Lavorò per due anni in un negozio di fotografia di Brescia; poi, aprì il proprio studio a Manerbio nel 1987. Attualmente, esso è gestito dalla figlia Claudia.

Un capitolo della mostra “In Essere”, presso il Bar Borgomella (13-26 febbraio 2022) è stato dedicato a lui e alla sua produzione, spaziante per vari generi.

Un notevole ruolo, in essa, è giocato dal bird watching, ovvero dagli scatti che rappresentano gli uccelli in natura. Non a caso la locandina dell’esposizione ritraeva un martin pescatore. Ci sono poi le trasparenze delle ali di libellula, o i riflessi acquatici uniti alla leggerezza dei piumaggi.
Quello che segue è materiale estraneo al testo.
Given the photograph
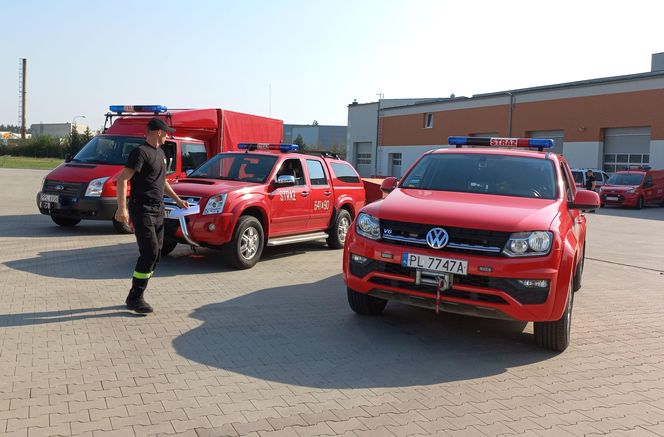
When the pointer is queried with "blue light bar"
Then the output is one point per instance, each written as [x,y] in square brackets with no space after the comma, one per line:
[138,108]
[269,146]
[501,142]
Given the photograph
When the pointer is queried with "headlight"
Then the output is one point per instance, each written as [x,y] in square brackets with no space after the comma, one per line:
[215,204]
[536,243]
[368,226]
[95,186]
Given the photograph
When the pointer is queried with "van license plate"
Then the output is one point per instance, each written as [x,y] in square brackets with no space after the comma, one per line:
[53,198]
[434,263]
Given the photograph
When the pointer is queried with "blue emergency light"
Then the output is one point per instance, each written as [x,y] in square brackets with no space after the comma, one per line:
[138,108]
[501,142]
[269,146]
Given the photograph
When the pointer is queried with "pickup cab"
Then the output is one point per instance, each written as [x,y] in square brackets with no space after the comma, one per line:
[267,195]
[489,232]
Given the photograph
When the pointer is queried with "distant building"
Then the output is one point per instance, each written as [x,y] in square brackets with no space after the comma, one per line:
[608,123]
[318,137]
[57,130]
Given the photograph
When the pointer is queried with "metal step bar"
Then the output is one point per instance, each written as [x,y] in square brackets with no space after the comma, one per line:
[301,238]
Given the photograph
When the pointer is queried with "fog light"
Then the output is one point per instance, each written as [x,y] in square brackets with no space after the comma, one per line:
[358,259]
[534,283]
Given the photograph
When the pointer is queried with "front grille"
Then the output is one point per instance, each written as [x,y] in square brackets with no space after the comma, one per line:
[523,295]
[461,240]
[67,188]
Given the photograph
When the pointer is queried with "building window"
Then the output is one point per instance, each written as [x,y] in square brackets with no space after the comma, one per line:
[428,120]
[623,161]
[364,158]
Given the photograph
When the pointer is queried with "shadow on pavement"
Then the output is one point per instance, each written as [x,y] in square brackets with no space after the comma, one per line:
[38,226]
[118,261]
[647,213]
[307,335]
[28,319]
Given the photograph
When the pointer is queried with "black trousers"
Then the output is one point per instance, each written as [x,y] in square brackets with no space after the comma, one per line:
[148,221]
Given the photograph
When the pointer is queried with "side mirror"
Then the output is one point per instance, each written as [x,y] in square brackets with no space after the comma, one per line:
[388,185]
[585,199]
[286,181]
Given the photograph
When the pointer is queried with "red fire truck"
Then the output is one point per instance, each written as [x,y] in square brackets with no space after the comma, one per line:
[84,187]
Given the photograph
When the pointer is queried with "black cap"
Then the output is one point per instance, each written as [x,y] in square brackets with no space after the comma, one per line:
[157,123]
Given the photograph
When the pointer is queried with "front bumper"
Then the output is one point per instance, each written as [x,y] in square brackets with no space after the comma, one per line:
[80,207]
[201,230]
[494,294]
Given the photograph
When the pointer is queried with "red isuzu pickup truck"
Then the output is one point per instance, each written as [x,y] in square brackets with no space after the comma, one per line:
[267,195]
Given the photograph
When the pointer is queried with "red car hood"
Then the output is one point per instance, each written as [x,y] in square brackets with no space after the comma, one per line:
[618,188]
[78,172]
[466,210]
[207,187]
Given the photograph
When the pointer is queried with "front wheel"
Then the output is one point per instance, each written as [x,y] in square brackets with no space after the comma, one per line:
[122,227]
[168,246]
[245,249]
[555,335]
[65,222]
[639,203]
[339,229]
[365,304]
Un filone decisamente manerbiese è quello dedicato agli spettacoli teatrali andati in scena al Politeama: i momenti più intensi delle rappresentazioni sono ritratti nei loro forti chiaroscuri. Altri scatti (perlopiù in bianco e nero) sono invece foto di viaggio, realizzate sia in città che in campagna.
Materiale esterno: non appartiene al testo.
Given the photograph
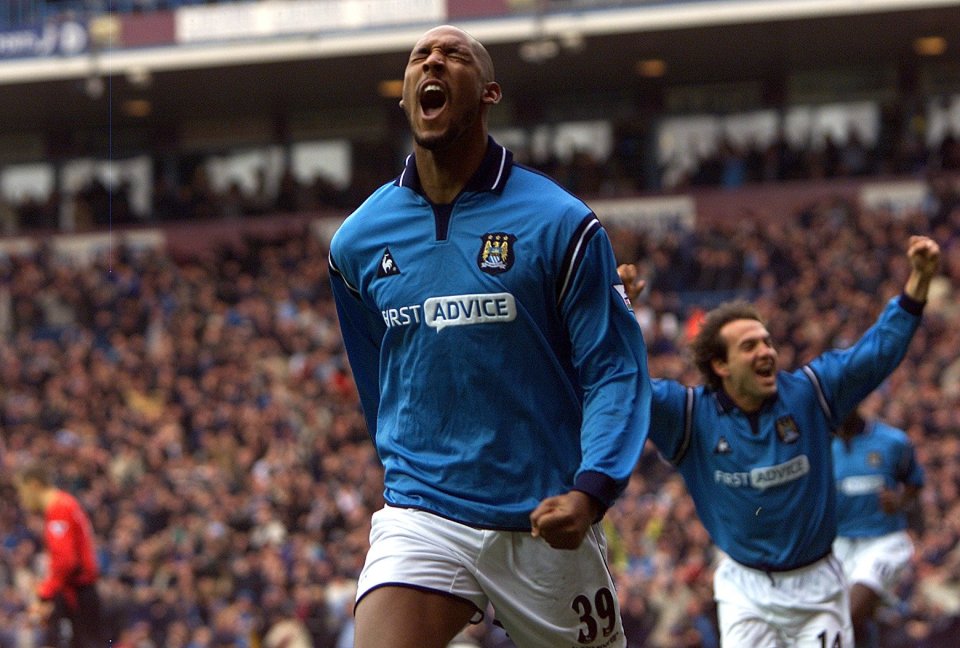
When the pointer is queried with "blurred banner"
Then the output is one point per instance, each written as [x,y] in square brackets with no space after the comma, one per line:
[65,38]
[271,19]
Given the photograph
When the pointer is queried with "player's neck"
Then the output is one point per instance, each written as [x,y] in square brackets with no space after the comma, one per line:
[445,171]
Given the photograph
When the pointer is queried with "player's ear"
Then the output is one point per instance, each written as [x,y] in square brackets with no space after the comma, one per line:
[492,93]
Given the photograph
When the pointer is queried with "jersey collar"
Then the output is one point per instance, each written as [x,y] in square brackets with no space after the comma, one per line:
[491,175]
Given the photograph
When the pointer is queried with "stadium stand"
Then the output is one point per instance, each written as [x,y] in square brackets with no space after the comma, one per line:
[177,358]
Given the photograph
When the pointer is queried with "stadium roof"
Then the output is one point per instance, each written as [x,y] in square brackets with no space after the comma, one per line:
[594,54]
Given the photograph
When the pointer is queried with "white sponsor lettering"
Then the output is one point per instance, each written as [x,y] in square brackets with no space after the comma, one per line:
[765,477]
[460,310]
[861,485]
[781,474]
[734,480]
[401,316]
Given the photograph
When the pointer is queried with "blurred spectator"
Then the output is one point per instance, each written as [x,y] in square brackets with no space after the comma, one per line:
[190,402]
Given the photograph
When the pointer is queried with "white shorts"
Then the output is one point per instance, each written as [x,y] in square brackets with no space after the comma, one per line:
[802,607]
[875,562]
[543,597]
Le fotografie a tema naturalistico sono le preferite da Monterenzi, che è però affezionato a tutte le proprie opere. Fra di esse, se ne segnala una ispirata al “Passero solitario” di Giacomo Leopardi e rappresenta l’omonimo uccellino. Il legame con la poesia e l’attaccamento affettivo derivano dal fatto che la fotografia è un’arte come le altre: ben lungi dall’essere freddamente oggettiva (come qualcuno la vorrebbe), comporta selezione, creatività, prospettive soggettive. La scelta dell’inquadratura, della luce e dei colori non è mai neutra.

Il digitale ha reso il mestiere del fotografo meno faticoso e più ecologico; ma alcuni puristi praticano ancora la fotografia chimica, di cui amano alcuni particolari effetti.

Gli scatti esposti al Borgomella erano comunque tutti digitali, a dimostrazione del fatto che l’evoluzione tecnologica dei mezzi non ha tolto né varietà, né poesia a quest’arte. Parente stretta del cinema e spesso alleata del teatro (come nel caso che abbiamo visto), la fotografia rappresenta la vita nei suoi momenti irripetibili.